The key insight here is the Population Stability Index (PSI) check. It catches distribution drift between your current training data and a known baseline. A PSI above 0.1 for a critical feature means something changed upstream, and training on that data without investigation is reckless.

Stage 2: Training with DVC and Reproducibility

You cannot version multi-gigabyte datasets in git. This is where DVC (Data Version Control) comes in. It tracks data and model files alongside your code without bloating your repository.

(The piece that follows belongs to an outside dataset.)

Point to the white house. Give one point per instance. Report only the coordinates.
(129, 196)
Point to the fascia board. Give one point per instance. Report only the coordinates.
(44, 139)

Here is the DVC pipeline definition I use as a starting point for most projects:

# dvc.yaml — DVC pipeline stages
stages:
  prepare:
    cmd: python src/prepare.py --config configs/data_config.yaml
    deps:
      - src/prepare.py
      - configs/data_config.yaml
      - data/raw/
    params:
      - configs/data_config.yaml:
          - split_ratio
          - random_seed
    outs:
      - data/processed/train.parquet
      - data/processed/val.parquet
      - data/processed/test.parquet

  validate_data:
    cmd: python src/data_validation.py data/processed/train.parquet
    deps:
      - src/data_validation.py
      - data/processed/train.parquet
      - configs/data_schema.json
      - configs/baseline_stats.json

  train:
    cmd: python src/train.py --config configs/model_config.yaml
    deps:
      - src/train.py
      - configs/model_config.yaml
      - data/processed/train.parquet
      - data/processed/val.parquet
    params:
      - configs/model_config.yaml:
          - learning_rate
          - batch_size
          - epochs
          - model_type
    outs:
      - models/latest/model.pt
    metrics:
      - models/latest/metrics.json:
          cache: false

  evaluate:
    cmd: python src/evaluate.py --model models/latest/model.pt --data data/processed/test.parquet
    deps:
      - src/evaluate.py
      - models/latest/model.pt
      - data/processed/test.parquet
    metrics:
      - reports/evaluation.json:
          cache: false
    plots:
      - reports/confusion_matrix.csv:
          x: predicted
          y: actual

DVC pipelines give you dependency tracking for free. If only the model config changes, DVC skips the data preparation stage. If only the data changes, it reruns everything downstream. This is critical for CI efficiency when training takes hours.

The params section is especially important. DVC tracks which hyperparameters produced which metrics, giving you an experiment log without any additional tooling.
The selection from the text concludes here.